Preprint en En | PREPRINT-BIORXIV | ID: ppbiorxiv-986836
ABSTRACT
The global spread of SARS-CoV-2 requires an urgent need to find effective therapeutics for the treatment of COVID-19. We developed a data-driven drug repositioning framework, which applies both machine learning and statistical analysis approaches to systematically integrate and mine large-scale knowledge graph, literature and transcriptome data to discover the potential drug candidates against SARS-CoV-2. The retrospective study using the past SARS-CoV and MERS-CoV data demonstrated that our machine learning based method can successfully predict effective drug candidates against a specific coronavirus. Our in silico screening followed by wet-lab validation indicated that a poly-ADP-ribose polymerase 1 (PARP1) inhibitor, CVL218, currently in Phase I clinical trial, may be repurposed to treat COVID-19. Our in vitro assays revealed that CVL218 can exhibit effective inhibitory activity against SARS-CoV-2 replication without obvious cytopathic effect. In addition, we showed that CVL218 is able to suppress the CpG-induced IL-6 production in peripheral blood mononuclear cells, suggesting that it may also have anti-inflammatory effect that is highly relevant to the prevention immunopathology induced by SARS-CoV-2 infection. Further pharmacokinetic and toxicokinetic evaluation in rats and monkeys showed a high concentration of CVL218 in lung and observed no apparent signs of toxicity, indicating the appealing potential of this drug for the treatment of the pneumonia caused by SARS-CoV-2 infection. Moreover, molecular docking simulation suggested that CVL218 may bind to the N-terminal domain of nucleocapsid (N) protein of SARS-CoV-2, providing a possible model to explain its antiviral action.
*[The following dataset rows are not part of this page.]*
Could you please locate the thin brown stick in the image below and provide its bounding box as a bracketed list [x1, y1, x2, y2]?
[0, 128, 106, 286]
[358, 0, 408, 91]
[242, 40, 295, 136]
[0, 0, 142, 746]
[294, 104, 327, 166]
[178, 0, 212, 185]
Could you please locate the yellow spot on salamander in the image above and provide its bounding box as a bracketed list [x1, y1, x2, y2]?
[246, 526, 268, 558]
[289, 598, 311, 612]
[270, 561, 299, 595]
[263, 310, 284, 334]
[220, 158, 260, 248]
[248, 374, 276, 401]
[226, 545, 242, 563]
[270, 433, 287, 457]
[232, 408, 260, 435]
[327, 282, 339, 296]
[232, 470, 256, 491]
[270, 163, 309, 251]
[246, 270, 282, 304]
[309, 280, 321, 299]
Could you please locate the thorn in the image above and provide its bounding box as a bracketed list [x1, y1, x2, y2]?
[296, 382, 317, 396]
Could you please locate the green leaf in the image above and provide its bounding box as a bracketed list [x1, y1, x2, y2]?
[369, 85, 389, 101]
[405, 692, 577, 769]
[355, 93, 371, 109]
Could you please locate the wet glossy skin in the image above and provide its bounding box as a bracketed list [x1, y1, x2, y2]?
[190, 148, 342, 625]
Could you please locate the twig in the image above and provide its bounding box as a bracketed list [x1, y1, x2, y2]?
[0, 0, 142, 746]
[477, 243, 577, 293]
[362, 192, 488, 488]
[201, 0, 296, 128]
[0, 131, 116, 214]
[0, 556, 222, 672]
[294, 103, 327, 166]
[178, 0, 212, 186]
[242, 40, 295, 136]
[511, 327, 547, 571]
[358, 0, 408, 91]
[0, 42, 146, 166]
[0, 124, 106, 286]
We also proposed several possible mechanisms to explain the antiviral activities of PARP1 inhibitors against SARS-CoV-2, based on the data present in this study and previous evidences reported in the literature. In summary, the PARP1 inhibitor CVL218 discovered by our data-driven drug repositioning framework can serve as a potential therapeutic agent for the treatment of COVID-19.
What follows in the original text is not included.